300 Giovani Soci BCC al Settimo Forum di Paestum

“Essere Giovani Soci. Essere protagonisti. Nell’era dei Gruppi Bancari Cooperativi”, questo il titolo del Settimo Forum dei Giovani Soci del Credito Cooperativo, che si è tenuto da venerdì 29 settembre a domenica 1 ottobre a Paestum (Salerno). Ai lavori del Forum, organizzato da Federcasse, dalla Federazione Campana delle Banche di Credito Cooperativo e dai Gruppi Giovani Soci delle BCC regionali con la collaborazione di Symbola – Fondazione per le qualità italiane - hanno partecipato circa 300 giovani in rappresentanza di 14 Federazioni Locali e 45 BCC.

Il Forum è stata un’importante occasione di scambio e incontro tra i ragazzi e di vita “istituzionale” della Rete. Al Forum hanno partecipato anche 3 giovani soci della BCC di Pontassieve.

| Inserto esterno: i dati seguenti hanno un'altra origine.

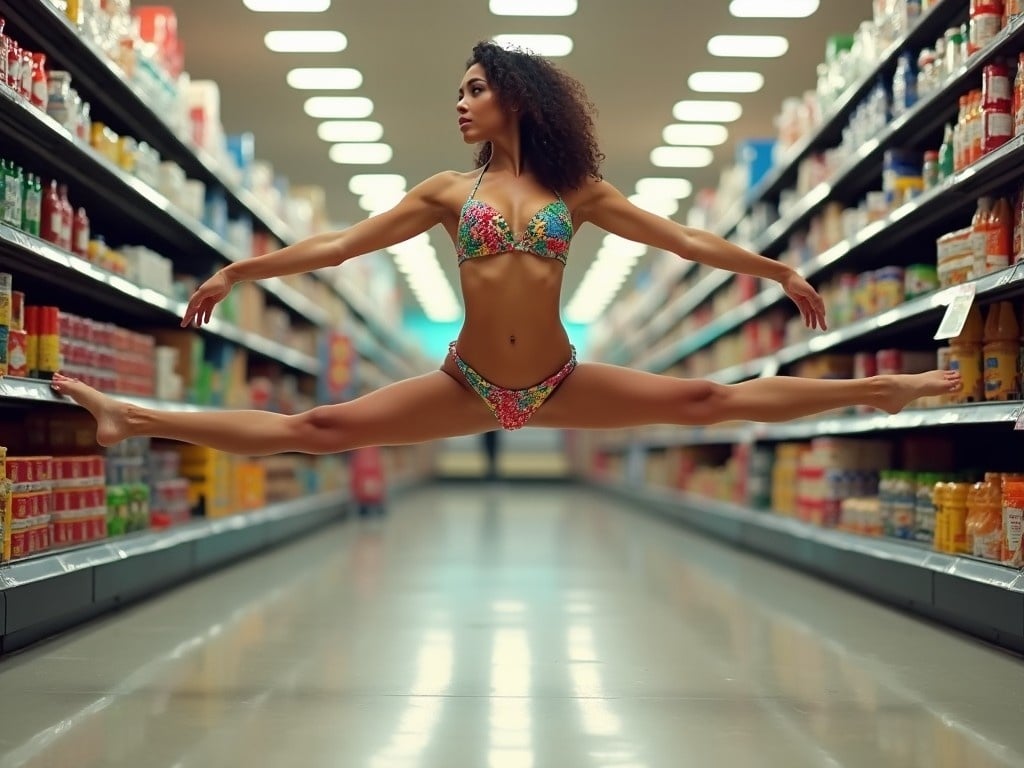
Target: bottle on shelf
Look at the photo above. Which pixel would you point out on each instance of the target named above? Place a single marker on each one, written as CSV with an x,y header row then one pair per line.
x,y
966,356
1001,352
33,196
67,217
80,233
51,220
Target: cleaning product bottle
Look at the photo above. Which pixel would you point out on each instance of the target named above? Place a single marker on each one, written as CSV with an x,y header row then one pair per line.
x,y
966,356
1001,351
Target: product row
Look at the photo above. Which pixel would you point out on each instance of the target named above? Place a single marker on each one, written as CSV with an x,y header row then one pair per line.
x,y
851,484
52,502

La mattinata - moderata da tre giovani soci, Germana De Rienzo, Giulia Felicioli e Andrea Dini - è proseguita con le testimonianze dell’“essere giovani soci” attraverso l’impegno nella solidarietà e nel lavoro e il sostegno della rete della cooperazione di credito: a salire sul palco Flavia Stefanelli, titolare di un’attività ricettiva e socia della BCC di Napoli; Valentino Tafuri, pizzaiolo e socio della CR di Battipaglia e Giovanni Betti, giovane amministratore della BCC Agrobresciano. Quindi, Sergio Gatti, direttore generale di Federcasse, che ha svolto un’analisi puntuale delle parole emerse nella survey on line che ha visto coinvolti i giovani soci nelle settimane precedenti al Forum. È dalla selezione di queste parole che i giovani soci sono giunti alla scelta dei 10 temi sui quali hanno lavorato per l’estensione del Manifesto dei Giovani Soci e che hanno fatto da leit motiv all’attività di team building coadiuvata da Symbola. Prima dei lavori di gruppo, un’emozionante intervento dell’atleta paralimpico Daniele Cassioli, cieco dalla nascita e campione di sci nautico, che ha motivato i ragazzi ad “affrontare la vita seguendo le proprie passioni e facendo leva sui propri punti di forza”.

L’ultima giornata del Forum – introdotta dal sindaco di Capaccio-Paestum, Franco Palumbo - ha visto l’approvazione all’unanimità da parte dell’Assemblea del Manifesto dei Giovani Soci del Credito Cooperativo. Un’assunzione di responsabilità nei confronti delle BCC: “Oggi – si legge nel Manifesto – noi offriamo il nostro impegno e chiediamo l’impegno del Sistema BCC verso noi Giovani Soci, per prendere parte alla storia attuale e futura delle nostre banche”. Importante dunque il momento della consegna del Manifesto al vice presidente di Federcasse, Matteo Spanò, e al presidente della Federazione ospitante, Lucio Alfieri da parte dei Portavoce della Rete Nazionale. “Possiamo costruire qualcosa insieme. E questo Manifesto deve essere portato in giro, nelle vostre assemblee, nei vostri CdA. Ci deve essere un coinvolgimento. Dovete passare dalla rappresentanza alla contribuzione” ha dichiarato Spanò. Lucio Alfieri ha invece spinto ad “avere il coraggio di mettersi in discussione da parte di entrambi, adulti e giovani: ognuno – ha proseguito - deve fare il proprio ‘dovere’ ed essere concreto nei propri territori”.

Ha concluso il Forum il direttore generale di Federcasse Gatti. “Non dimenticate che c’è un altro patrimonio dell’umanità riconosciuto dall'Unesco – ha detto il direttore – oltre a quello dei templi di Paestum che vi ha ospitato. Ed è il pensiero cooperativo di Federico G. Raiffeisen (fondatore delle Casse Rurali in Europa), dichiarato lo scorso novembre dall'Unesco "patrimonio culturale dell'umanità". Lo spirito che voi avete fatto emergere dal Manifesto è proprio quello di Raiffeisen: impegno e responsabilità. Tutto ciò che avete fatto sinora potrà funzionare solo se ognuno ci metterà, nel proprio territorio, tutta la propria carica di energia”.